Oct 15 '22 14:10 Ebedthan

Summary and overall critics We thank the authors and @ParkvilleData for the proposed article which is a valuable study proposing a useful tool for bioinformaticians and computational biologists. I have particularly loved the idea and implementation that take into account the possibility to run it on servers. I have also appreciated the software website. However, this article and the associated code repository suffer from some correctable shortcomings.

Major points

Statement of need: I would suggest the statement of need be shortened. The full statement could then be found on the software website or in the article.
Installation instructions: Even if the software has a website that contains all the information about the installation of the software, I believe an installation section in the repository README is needed. I also believe that this would make it easier for an already convinced user to quickly install the software for use.
Installation instructions: Java and Singularity which are required dependencies for MGP do not have a minimum supported version specified.
Example usage: As for the installation instruction, the repo README should contain an example usage section.
Community guidelines: The software community guideline should benefit from a section in the README repository.

Minor points

Line 13: in its default form -> in its default format
Line 14: which uses -> that uses
Line 16: is freely available and is distributed -> is freely available and distributed
Line 22: which downloads -> that downloads
Line 26: infrastructure -> infrastructures
Line 33: A missing comma: Currently -> Currently,
Line 34: function -> functions
Line 50: best practice -> best practices
Line 52: Unnecessary comma: Singularity containers, and -> Singularity containers and
Line 52 - 53: increases flexibility -> increases the flexibility
Line 78: to facilitate co-assembly -> to facilitate the co-assembly
Line 102: produces an fa file -> produces a Fasta file
Line 102: aminoacid -> amino acid
Line 113: SPARTAN high performance -> SPARTAN high-performance
Add the software website link in the repository about section to ease its discovery by the user

Oct 26 '22 20:10 Ebedthan

@Ebedthan thank you for your helpful suggestions. We have incorporated them all into the paper. Would you please be able to check the shortened statement of need to make sure it's clear?

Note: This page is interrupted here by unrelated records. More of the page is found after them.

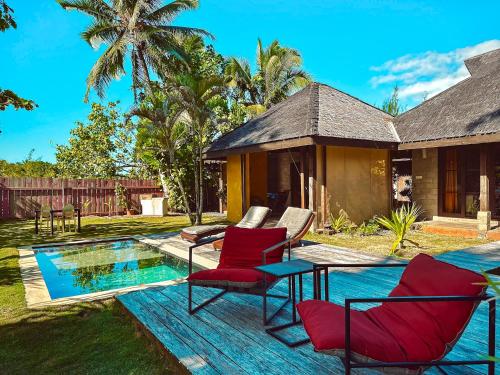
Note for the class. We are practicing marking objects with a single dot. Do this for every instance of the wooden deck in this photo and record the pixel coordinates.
(227, 337)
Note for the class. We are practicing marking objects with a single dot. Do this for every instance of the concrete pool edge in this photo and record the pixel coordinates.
(37, 294)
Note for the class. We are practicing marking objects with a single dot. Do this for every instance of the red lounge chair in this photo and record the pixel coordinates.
(242, 251)
(413, 329)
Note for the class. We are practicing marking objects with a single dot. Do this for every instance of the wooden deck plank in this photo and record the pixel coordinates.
(227, 336)
(224, 337)
(187, 356)
(246, 312)
(168, 326)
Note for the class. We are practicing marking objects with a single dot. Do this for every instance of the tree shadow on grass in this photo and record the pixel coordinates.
(82, 339)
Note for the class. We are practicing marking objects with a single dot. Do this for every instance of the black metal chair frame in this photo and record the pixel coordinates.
(349, 364)
(259, 291)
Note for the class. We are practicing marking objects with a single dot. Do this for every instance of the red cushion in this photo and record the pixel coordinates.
(324, 323)
(242, 247)
(401, 331)
(243, 277)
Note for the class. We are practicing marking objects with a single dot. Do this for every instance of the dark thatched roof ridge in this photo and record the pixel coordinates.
(317, 110)
(469, 108)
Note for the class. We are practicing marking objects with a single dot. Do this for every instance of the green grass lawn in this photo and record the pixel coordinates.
(380, 244)
(88, 338)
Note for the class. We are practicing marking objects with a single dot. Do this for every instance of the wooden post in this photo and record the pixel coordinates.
(221, 188)
(484, 214)
(302, 178)
(312, 183)
(484, 182)
(322, 182)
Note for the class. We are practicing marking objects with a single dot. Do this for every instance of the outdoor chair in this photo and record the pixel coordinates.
(67, 218)
(255, 217)
(413, 329)
(242, 251)
(297, 221)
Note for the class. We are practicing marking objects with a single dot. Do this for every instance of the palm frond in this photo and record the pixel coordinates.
(108, 67)
(98, 9)
(168, 12)
(100, 32)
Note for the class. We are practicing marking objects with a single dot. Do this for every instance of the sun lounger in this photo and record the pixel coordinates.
(255, 217)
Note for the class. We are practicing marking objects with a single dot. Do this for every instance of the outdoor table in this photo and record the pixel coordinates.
(52, 214)
(292, 269)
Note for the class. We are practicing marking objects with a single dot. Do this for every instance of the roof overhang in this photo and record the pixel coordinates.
(459, 141)
(299, 142)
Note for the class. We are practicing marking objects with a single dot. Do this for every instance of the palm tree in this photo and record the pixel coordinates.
(197, 96)
(161, 132)
(278, 75)
(141, 30)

Oct 28 '22 00:10 mariadelmarq

@Ebedthan We've also addressed the other issues you've raised

Oct 28 '22 01:10 rbturnbull

@editorialbot generate pdf

Oct 28 '22 01:10 rbturnbull

:point_right::page_facing_up: Download article proof :page_facing_up: View article proof on GitHub :page_facing_up: :point_left:

Oct 28 '22 01:10 editorialbot

It's a nicely written paper, below are some comments on the paper, I'm going to download and try the tool next. Minor points on the paper mostly centring around the "output" of the tool which isn't really described in much detail anywhere either in the paper or on the GitHub repo. I think some minor expansion on the main taxonomic output files of the tool would be useful. Specific points:

13 - "output that is useful in its default format" - what is the default format and why is it useful

31-33 - clarify - so MetaGenePipe does not do any nucleotide to nucleotide comparison then - and would potentially miss non-coding sequence classification? Later on (line 74) the BLAST NT db is mentioned

35 - Think it would be good to give a one line explanation on each of these - what are Kegg Brite and KoalaFarm profiles (this could come under explanation of output - see later)

49 - do you have any guidance on how it could be applied to viruses?

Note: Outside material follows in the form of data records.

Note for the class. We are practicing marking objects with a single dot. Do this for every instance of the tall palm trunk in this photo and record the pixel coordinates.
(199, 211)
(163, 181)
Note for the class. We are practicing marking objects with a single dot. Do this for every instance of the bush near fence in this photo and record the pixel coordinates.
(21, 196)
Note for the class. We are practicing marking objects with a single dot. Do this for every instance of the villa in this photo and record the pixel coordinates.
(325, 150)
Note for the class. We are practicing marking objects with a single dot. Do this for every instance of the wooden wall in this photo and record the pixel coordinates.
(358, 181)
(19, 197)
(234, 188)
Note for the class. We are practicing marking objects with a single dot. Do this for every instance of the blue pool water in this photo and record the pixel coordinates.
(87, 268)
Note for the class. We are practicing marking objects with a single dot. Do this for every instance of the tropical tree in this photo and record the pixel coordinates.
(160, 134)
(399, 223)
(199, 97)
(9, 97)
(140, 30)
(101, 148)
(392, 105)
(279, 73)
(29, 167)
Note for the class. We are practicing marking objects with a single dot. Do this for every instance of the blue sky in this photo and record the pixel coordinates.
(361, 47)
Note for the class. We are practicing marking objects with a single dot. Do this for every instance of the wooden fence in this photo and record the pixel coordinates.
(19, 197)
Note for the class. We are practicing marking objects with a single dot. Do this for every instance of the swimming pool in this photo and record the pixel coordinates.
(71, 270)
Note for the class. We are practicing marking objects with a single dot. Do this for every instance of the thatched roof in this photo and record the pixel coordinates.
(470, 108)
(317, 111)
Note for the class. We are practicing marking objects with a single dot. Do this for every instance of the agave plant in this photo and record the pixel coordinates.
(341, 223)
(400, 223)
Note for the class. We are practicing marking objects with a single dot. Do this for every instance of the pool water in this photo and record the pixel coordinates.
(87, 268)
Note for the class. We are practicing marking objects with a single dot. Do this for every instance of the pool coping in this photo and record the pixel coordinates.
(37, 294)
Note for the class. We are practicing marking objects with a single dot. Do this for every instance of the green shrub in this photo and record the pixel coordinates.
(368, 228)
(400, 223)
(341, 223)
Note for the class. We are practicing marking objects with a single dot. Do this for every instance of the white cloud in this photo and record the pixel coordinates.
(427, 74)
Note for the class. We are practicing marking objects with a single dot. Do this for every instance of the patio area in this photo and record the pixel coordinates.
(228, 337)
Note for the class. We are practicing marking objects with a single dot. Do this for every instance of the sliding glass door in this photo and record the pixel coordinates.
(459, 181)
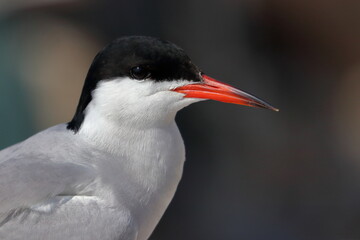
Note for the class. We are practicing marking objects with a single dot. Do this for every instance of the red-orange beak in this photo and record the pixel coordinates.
(215, 90)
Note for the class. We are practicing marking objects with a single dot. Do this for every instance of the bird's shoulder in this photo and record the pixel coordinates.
(40, 167)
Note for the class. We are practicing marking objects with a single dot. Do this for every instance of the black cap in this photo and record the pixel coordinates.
(139, 58)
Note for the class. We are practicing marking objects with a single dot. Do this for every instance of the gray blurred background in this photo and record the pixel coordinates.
(250, 173)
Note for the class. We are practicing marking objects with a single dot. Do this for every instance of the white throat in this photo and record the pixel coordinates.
(134, 124)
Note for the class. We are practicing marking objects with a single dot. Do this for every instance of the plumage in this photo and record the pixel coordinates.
(110, 172)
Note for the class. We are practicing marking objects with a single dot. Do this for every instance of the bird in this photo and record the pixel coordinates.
(112, 170)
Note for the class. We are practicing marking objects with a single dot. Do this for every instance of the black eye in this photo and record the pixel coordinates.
(139, 73)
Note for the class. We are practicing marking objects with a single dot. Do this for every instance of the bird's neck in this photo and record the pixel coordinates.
(149, 159)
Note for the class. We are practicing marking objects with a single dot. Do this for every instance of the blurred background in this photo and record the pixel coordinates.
(250, 173)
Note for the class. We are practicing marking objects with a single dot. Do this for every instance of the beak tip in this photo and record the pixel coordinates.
(275, 109)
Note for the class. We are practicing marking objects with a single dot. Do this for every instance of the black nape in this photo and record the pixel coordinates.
(162, 60)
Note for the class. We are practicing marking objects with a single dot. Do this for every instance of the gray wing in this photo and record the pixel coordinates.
(39, 168)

75 - the output of MetaGenePipe is not really describe in much detail anywhere. Given BLAST output is quite structured - what parsing is happening here? How does this result in more easily searchable data? Are the "no hits" in a separate file?

79-87 - for quantifying relative abundance - how can this be done here? Is a file created that has a list of contigs, their taxonomic assignment and the number of reads mapping? i.e. is the output here the relative abundance of the contig alone - or can it easily be used to calculate abundance at taxon levels

88-96 - so what is output at this step? A contig could have multiple ORFs - are each one evaluated separately - can you link back to the contig - is it just Kegg/Koala IDs or are their taxon name assignments also included - are these specific taxons (i.e. species/strain) or are they broader taxonomic paths also included

Table 1 - is the ordering of the table correct - the map reads step is near the end - but the description places it earlier

Github Repo - the main output is the Taxon output which is described very briefly on the GitHub repo as Level 1/2/3 Kegg Brite Hierarchical count (not mention of Koala) - can the specific output format be described in more detail - perhaps and example output file(s) from a given metagenomics set be provided

Oct 28 '22 15:10 rjorton

Hi @rjorton, how are your attempts to download and use the tool? Are the authors responding to the issues you pointed out above?

Nov 13 '22 23:11 jmschrei

Hi @jmschrei and @rjorton: I apologize for the delay in responding to these very helpful questions and comments. Upon investigating the answers we have found a few bugs in the workflow, and I am in the process of fixing them. It will take a bit longer than usual given that the first author sadly passed away a few weeks ago. I really appreciate your patience as we work through this!

Nov 14 '22 03:11 mariadelmarq

@mariadelmarq I am the AEiC on this track. I just want to say our condolences on the loss of your colleague. Please let us know how much time you need (or indeed if pursuing publication with JOSS is still possible). I'll pause this submission for now but we can resume whenever you are ready.

Dec 14 '22 14:12 Kevin-Mattheus-Moerman

@Kevin-Mattheus-Moerman @jmschrei Thank you so much for your understanding. We're hoping to reply addressing all of @rjorton's comments before the end of this week.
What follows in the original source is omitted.